Most haven’t generated significant savings or shown they improve patients’ health, and the American health care system still primarily relies on billing for individual services.

Part of the reason that efforts to pay for quality haven’t achieved much is that Medicare, Medicaid and private insurers are each going their own way, with separate measures of care quality and different ways of paying, said Karen Joynt Maddox, co-director of the Center for Health Economics and Policy at Washington University.

That means there’s not enough momentum in any one direction to change how health care facilities do business at this point, she said.

“It’s just a mess right now,” she said. “It’s moving, but it’s moving in a slow, piecemeal fashion.”

Colorado health officials think their partnership with the federal Centers for Medicare and Medicaid Services could help change that. It’s early in the process, but the plan is that over the next few years, Colorado Medicaid — now called Health First Colorado — and Medicare will pick specific areas where they want to see improvement and decide how to pay in a way that encourages providers to focus on those priorities.

If it works, Medicare could decide to take some or all of the Colorado model nationwide. It’s going to try out different ideas to improve care quality in Arkansas, California and North Carolina.

Mark McClellan, one of the co-chairs of the Centers for Medicare and Medicaid Services’ Health Care Payment Learning and Action Network, said they chose to work with Colorado and the other three states because they’ve already taken steps to pay for quality.

“We look forward to the efforts in these states serving as models that will help other states succeed in their efforts to pay for better health and to increase quality and lower costs in health care,” he said in a statement.

Kim Bimestefer, executive director of the Colorado Department of Health Care Policy and Financing, said the partnership is just one way Colorado is moving away from paying for each medical service provided and toward a system that rewards better outcomes for patients. She said she thinks Colorado can build something more effective by looking at where other efforts fell short.

“You get what you pay for, and people focus on what you measure,” she said.

Monthly rates meant to allow flexible care

Stephanie Gold, president-elect of the Colorado Academy of Family Physicians, said the state started the second phase of its alternative payments plan in January. In the first phase, the state paid extra if practices hit certain goals, like screening a high percentage of eligible patients for cancers that can be successfully treated when diagnosed early, she said.

In the second phase, practices that decide to participate can choose to get a set monthly sum for anywhere from 10% to 100% of their Medicaid patients, with the amount adjusted based on how complex the patients’ conditions are, Gold said.
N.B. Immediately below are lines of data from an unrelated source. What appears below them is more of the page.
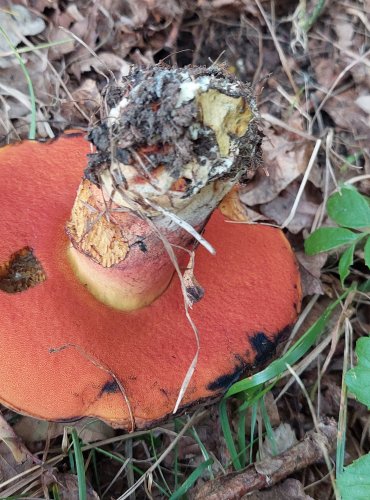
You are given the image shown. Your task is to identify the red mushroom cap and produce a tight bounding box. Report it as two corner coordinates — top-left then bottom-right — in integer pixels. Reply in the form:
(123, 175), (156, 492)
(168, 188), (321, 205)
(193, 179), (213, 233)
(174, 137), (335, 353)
(0, 134), (301, 429)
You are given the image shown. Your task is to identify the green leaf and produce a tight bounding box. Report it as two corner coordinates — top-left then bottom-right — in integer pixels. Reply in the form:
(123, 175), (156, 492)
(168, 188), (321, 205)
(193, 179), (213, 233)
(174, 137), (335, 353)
(337, 454), (370, 500)
(364, 236), (370, 269)
(346, 337), (370, 408)
(170, 458), (213, 500)
(304, 227), (359, 255)
(225, 287), (354, 398)
(326, 186), (370, 229)
(72, 429), (87, 500)
(339, 243), (356, 286)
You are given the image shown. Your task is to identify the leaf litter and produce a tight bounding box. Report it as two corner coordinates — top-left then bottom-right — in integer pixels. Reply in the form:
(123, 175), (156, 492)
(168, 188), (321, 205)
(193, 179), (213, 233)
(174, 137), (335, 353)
(0, 0), (370, 500)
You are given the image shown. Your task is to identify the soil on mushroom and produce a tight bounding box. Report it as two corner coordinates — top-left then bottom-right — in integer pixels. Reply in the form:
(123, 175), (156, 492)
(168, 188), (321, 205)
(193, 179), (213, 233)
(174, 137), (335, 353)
(0, 0), (370, 500)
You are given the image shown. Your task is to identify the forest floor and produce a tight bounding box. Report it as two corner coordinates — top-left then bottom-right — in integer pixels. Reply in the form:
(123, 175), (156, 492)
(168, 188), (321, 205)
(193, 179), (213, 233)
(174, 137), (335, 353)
(0, 0), (370, 500)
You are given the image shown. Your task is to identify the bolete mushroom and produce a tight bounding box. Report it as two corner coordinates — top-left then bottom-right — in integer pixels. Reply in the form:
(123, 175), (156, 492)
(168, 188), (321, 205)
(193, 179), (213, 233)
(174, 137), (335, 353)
(0, 66), (301, 429)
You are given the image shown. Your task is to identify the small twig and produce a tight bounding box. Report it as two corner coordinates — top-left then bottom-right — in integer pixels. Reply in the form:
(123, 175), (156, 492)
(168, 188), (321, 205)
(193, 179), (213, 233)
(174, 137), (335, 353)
(254, 0), (299, 96)
(189, 419), (337, 500)
(281, 139), (321, 228)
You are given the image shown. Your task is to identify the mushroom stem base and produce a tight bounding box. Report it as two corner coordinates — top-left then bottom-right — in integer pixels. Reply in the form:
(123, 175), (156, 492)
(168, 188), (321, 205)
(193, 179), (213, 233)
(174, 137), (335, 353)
(67, 246), (173, 312)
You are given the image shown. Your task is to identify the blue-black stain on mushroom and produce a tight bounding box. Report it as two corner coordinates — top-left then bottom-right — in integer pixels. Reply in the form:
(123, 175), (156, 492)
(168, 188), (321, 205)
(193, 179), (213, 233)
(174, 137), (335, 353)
(207, 325), (291, 392)
(100, 380), (120, 396)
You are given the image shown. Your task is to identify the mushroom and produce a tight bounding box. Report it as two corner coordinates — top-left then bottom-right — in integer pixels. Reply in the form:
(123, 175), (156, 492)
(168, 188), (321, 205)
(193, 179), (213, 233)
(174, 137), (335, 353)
(0, 66), (301, 430)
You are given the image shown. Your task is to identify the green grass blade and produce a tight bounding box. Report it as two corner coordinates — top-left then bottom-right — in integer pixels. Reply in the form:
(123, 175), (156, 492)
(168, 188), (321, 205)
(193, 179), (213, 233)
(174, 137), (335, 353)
(224, 287), (354, 398)
(238, 393), (247, 468)
(0, 26), (36, 140)
(72, 429), (87, 500)
(260, 398), (278, 455)
(220, 399), (242, 470)
(249, 403), (258, 464)
(170, 458), (213, 500)
(190, 426), (214, 479)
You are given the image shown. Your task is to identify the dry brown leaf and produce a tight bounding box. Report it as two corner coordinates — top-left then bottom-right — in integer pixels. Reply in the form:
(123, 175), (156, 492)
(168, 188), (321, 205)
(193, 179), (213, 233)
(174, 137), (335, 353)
(260, 182), (319, 234)
(241, 129), (312, 206)
(324, 88), (370, 137)
(219, 186), (249, 222)
(71, 52), (130, 80)
(61, 78), (102, 124)
(355, 94), (370, 114)
(333, 20), (354, 50)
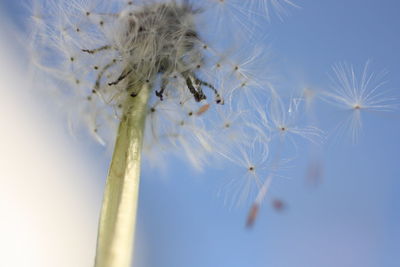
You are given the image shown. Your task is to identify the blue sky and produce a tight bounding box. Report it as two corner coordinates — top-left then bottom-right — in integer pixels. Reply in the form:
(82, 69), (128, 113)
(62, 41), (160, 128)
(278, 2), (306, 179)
(0, 0), (400, 267)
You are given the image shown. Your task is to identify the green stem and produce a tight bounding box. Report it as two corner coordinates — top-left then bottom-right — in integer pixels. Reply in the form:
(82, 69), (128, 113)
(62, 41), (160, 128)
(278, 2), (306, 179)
(95, 84), (149, 267)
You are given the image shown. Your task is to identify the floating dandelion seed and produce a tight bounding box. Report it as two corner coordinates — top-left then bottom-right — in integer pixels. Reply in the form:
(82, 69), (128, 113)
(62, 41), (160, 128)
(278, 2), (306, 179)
(322, 61), (397, 142)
They’d still get paid per service for the other patients, as before.

Assuming phase two goes well, phase three will likely significantly expand the per-month payment model, she said.

The monthly rate gives practices more flexibility to put money toward services they normally couldn’t bill for, like answering patients’ emails or having a navigator work with those who need help getting healthy food or arranging transportation. It also provides some stability, in case demand for services ever drops again like it did at the start of the pandemic, Gold said.

Over the summer, the state rolled out a drug comparison tool, allowing prescribers to see which drugs are preferred because of their outcomes and costs, Bimstefer said. If a doctor enters an expensive drug, the system suggests two lower-cost options, if they exist. Nothing requires the prescriber to choose the lower-cost options if they think that one drug is the best, she said. The state is still working on incentives to get providers to use it.

“If you pay for everything, no matter what the outcome is, you know what you’re going to get? More of the same,” she said in a department oversight hearing with lawmakers on Jan. 27.

Hard to change “the devil you know”

Medicare and other payers have tried a few different methods to encourage quality and keep costs down, Joynt Maddox said.

One model is to reward or penalize hospitals based on how patients do after being admitted — whether they get a secondary or return within a few weeks because of complications, for example. Those plans have produced “minimal” cost savings, and while they may have encouraged hospital leadership to focus on preventing harm, they haven’t changed the odds patients will die after care, she said.

“They don’t fundamentally how care is delivered or how it’s paid for,” she said.